Übernahme des Smart-Home Spezialisten Nest durch Google

Der Hardware-Hersteller und Smart-Home Spezialist Nest, der auf Funkprodukte.de bereits wegen seiner intuitiven Thermostate bekannt ist, verkündete nun seine Übernahme durch den US-Internetkonzern Google. 

Bereits vor einigen Wochen stellten wir die intelligenten Heizungsthermostate und Rauchmelder des Smart-Home Spezialisten Nest auf Funkprodukte.de vor.

nest - the learning thermostat

Nun macht der Hardware-Hersteller „Nest“ mit neuen Schlagzeilen auf sich aufmerksam. Am 13. Januar 2014 verkündete das Unternehmen auf seinem Blog die Übernahme durch den US-Internet-Konzern „Google“. Das Team von Funkprodukte.de ist der Sache nachgegangen und hat für Dich hinterfragt, was den Hardware-Hersteller Nest mit dem Magnaten Google verbindet und welche Konsequenzen das für den einzelnen Verbraucher mit sich bringt.

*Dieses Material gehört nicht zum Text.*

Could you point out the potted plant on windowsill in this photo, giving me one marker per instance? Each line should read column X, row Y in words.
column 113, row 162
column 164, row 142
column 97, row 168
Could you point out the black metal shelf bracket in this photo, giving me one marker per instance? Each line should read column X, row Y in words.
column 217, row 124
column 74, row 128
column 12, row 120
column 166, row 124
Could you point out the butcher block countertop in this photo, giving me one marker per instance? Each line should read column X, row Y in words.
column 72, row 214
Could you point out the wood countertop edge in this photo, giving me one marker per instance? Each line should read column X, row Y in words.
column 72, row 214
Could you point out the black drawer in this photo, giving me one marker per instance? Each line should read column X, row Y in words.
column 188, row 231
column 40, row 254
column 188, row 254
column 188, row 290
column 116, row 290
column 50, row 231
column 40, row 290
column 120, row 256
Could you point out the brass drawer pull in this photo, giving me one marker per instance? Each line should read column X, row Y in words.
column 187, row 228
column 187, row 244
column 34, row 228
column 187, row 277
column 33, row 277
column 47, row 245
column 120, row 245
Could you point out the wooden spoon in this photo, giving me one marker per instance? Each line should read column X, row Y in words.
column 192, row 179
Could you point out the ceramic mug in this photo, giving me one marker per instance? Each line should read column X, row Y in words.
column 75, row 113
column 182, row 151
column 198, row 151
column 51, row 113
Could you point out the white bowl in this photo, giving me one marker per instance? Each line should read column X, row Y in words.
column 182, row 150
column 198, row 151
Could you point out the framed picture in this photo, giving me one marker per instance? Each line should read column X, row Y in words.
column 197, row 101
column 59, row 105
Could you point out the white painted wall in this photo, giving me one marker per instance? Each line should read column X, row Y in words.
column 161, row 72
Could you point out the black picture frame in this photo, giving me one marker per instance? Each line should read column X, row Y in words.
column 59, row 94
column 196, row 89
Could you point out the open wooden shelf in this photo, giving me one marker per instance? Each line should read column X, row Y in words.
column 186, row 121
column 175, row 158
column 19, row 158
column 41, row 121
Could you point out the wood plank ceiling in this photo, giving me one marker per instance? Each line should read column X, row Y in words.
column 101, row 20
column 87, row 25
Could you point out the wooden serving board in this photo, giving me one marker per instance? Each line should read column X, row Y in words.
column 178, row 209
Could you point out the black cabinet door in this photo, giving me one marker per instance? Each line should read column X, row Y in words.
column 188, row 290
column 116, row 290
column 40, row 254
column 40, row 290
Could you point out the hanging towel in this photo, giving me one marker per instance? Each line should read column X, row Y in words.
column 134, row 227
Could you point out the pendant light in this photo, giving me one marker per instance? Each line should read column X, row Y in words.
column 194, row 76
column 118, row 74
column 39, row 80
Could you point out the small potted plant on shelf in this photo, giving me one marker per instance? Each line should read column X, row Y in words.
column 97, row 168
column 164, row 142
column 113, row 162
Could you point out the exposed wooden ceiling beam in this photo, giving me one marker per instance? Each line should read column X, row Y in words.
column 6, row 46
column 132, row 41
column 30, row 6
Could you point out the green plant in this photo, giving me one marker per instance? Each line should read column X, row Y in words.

Die Initiatoren von Nest haben das realisiert, was den wenigsten Gründern gelingt. Innerhalb von drei Jahren scheffelten sie mit ihrer Idee Milliarden. Mit der Arbeit an den Heizungsthermostaten und den Rauchmeldern beabsichtigten die Gründer einen wesentlichen Teil zu einem energiesparsamen, kostengünstigeren und intelligenten Smart-Home beizutragen. Mit Erfolg. Seit 2010 stieg der Verkauf von Smart-Home Produkten, die intuitiv über Mobile Apps auf dem Smartphone oder Tablet-PC zu steuern sind. Zudem bestehen mittlerweile verschiedene Kooperationen mit einigen der größten Energiekonzerne der USA. Das Unternehmen wächst und die Nest-Crew umfasst derweil bereits circa 25.000 Mitarbeiter.

funk rauchmelder - nest protect
Funk Rauchmelder – Nest Protect

Als wäre diese Erfolgssträhne nicht genug, heißt es nun auf dem firmeneigenen Blog: „Welcome home“ für Google. Für 3,2 Milliarden US-Dollar kauft der Internetmagnat Nest Lab auf und steigt damit in das neue Geschäftsfeld der vernetzten Haustechnik ein. Das Team von Tony Fadell, CEO Nest, erhofft sich damit einen Schnellstart am Markt und mit Hilfe der Ressourcen von Google zum führenden Ansprechpartner für den Bereich Smart-Home mit App-Steuerung zu werden. Trotz der Übernahme von Google wird Fadell weiterhin die Leitung von „Nest Lab“ übernehmen und für das Unternehmen eine eigenständige Markenidentität aufbauen.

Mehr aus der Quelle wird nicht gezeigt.